Questi ridimensionamenti vanno però a colpire alcune dimensioni su cui si era particolarmente investito di questo ultimo decennio: la maggior qualificazione dei servizi (es. sulla domicliarità l’impegno dei voucher per l’estensione del servizio nelle ore serali o nel weekend) e l’orientamento verso una maggior personalizzazione degli interventi (es. l.162 e i progetti di vita indipendente per la disabilità).
Ricadute già visibili infine si hanno anche sui costi dei servizi, almeno per i comuni, che con la decurtazione del FSR si troveranno già nel 2012 ad effettuare variazioni di bilancio a compensazione dei tagli, per mantenere la logica dell’abbattimento delle rette per servizi socio-assisitenziali quali nidi, sad, adm, sadh, cse, sfa …. Bisognerà valutare in seguito la possibilità che i comuni avranno di dare continuità a questa scelta o se questo non porterà per il 2013 al probabile rischio di una diminuzione dei servizi e del volume di utenza complessivamente servita oppure, viceversa, di un aumento delle tariffe a carico dell’utenza.

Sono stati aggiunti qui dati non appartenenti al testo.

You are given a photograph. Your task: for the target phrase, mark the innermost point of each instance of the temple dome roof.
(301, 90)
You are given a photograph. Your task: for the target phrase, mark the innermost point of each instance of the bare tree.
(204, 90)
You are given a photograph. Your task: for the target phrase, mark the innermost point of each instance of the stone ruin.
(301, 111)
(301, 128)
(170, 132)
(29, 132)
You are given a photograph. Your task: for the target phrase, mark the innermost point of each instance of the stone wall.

Complessivamente sembra emergere la scelta di preservare i servizi-struttura residenziali o a ciclo diurno e le gestioni distrettuali (tutela minori, inserimento lavorativo, segretariato sociale…). Questi ultimi rappresentano i servizi che i comuni hanno contribuito a far nascere all’interno dell’esperienza dei piani di zona, spesso generati dal ritiro delle deleghe all’asl, e che da soli dunque non saprebbero come garantire altrimenti. Sono anche i servizi che generalmente impiegano personale proprio, in gran parte dipendente.

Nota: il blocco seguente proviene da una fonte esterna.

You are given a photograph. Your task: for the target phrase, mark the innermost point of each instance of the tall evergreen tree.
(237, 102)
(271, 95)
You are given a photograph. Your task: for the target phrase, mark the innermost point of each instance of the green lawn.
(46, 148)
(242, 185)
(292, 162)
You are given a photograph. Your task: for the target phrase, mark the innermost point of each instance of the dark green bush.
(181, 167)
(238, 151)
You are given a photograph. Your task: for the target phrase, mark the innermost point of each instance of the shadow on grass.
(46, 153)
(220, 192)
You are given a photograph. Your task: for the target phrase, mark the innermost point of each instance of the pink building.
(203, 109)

E’ opinione diffusa che il 2012 rappresenti un anno di transizione, su cui talvolta giocano positivamente residui e risparmi generati dalle annualità precedenti, mentre il 2013 sarà per tutti l’anno decisivo in cui il ridimensionamento si stabilizzerà e sarà più difficile mantenere le compensazioni che oggi, in condizioni di emergenza, sono state chieste ai comuni.

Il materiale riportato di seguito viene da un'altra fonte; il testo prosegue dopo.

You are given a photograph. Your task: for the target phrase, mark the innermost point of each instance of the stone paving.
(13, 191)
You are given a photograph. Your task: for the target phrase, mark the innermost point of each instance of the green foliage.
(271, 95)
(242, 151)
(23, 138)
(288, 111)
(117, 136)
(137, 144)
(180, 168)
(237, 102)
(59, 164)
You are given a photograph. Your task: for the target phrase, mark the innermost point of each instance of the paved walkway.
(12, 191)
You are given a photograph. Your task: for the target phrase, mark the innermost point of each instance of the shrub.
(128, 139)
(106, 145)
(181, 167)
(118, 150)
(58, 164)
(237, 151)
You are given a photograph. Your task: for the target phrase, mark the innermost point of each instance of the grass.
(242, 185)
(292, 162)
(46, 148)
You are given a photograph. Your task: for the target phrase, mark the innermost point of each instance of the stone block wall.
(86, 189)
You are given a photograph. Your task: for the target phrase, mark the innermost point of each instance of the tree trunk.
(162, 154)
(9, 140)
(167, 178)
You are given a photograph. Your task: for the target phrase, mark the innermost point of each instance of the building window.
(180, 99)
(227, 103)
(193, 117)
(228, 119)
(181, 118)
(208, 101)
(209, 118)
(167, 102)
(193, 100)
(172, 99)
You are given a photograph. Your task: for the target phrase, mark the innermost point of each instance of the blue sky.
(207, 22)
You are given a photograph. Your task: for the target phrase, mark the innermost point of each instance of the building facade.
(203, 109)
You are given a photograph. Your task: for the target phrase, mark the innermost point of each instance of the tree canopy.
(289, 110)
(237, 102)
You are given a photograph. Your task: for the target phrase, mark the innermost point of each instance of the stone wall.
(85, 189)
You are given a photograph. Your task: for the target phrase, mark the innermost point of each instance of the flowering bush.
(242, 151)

Le strategie per affrontare la crisi
Come ci si sta attrezzando per affrontare il razionamento? Ci sono alcune linee comuni su cui le amministrazioni sembrano puntare:
- economie nella gestione dei servizi, ridimensionando le ore o il numero di personale (e di conseguenza del servizio offerto) e in alcuni casi anche chiedendo uno sforzo di responsabilizzazione agli operatori andando ad incidere sulle remunerazioni;
- compensazioni dei comuni, prevedendo l’incremento della quota di solidarietà oppure spostando la remunerazione dei servizi sulla base dell’effettivo consumo e abbandonando la logica solidale;
- ricerca di finanziamenti altri, investendo sull’attività di progettazione e di fund raising e rafforzando i partenariati con le risorse territoriali;
- coinvolgimento delle famiglie, introducendo la logica della compartecipazione al costo, laddove non prevista, e andando a ragionare sui margini di incremento delle tariffe.
Quale welfare per il futuro quindi?
Complessivamente dunque possiamo dire che la crisi sembra gravare già da ora su quella parte di servizi più leggeri e promozionali, che avevano costituito l’area di maggior sviluppo di questi anni, in termini di innovazione e articolazione di un’offerta altrimenti rigida e poco flessibile. E con questi sono penalizzate le persone e le famiglie che in questi anni che hanno scelto percorsi di presa in carico alternativa e innovativa, orientata all’empowerment e all’autonomia delle persone.
Sono penalizzate le famiglie con persone non autosufficienti a carico, che vengono lasciate sempre più sole e private delle misure di sostegno e sollievo adottate in questi anni.
E’ penalizzata la stessa equità del sistema, profilando un futuro in cui “chi è dentro è dentro chi è fuori non è detto che entri”.
Quello che verrà sembra quindi un welfare in chiave sempre più assistenziale e ripartiva, che sposta il peso del carico assistenziale sulla famiglia e con pochi spazi di innovazione.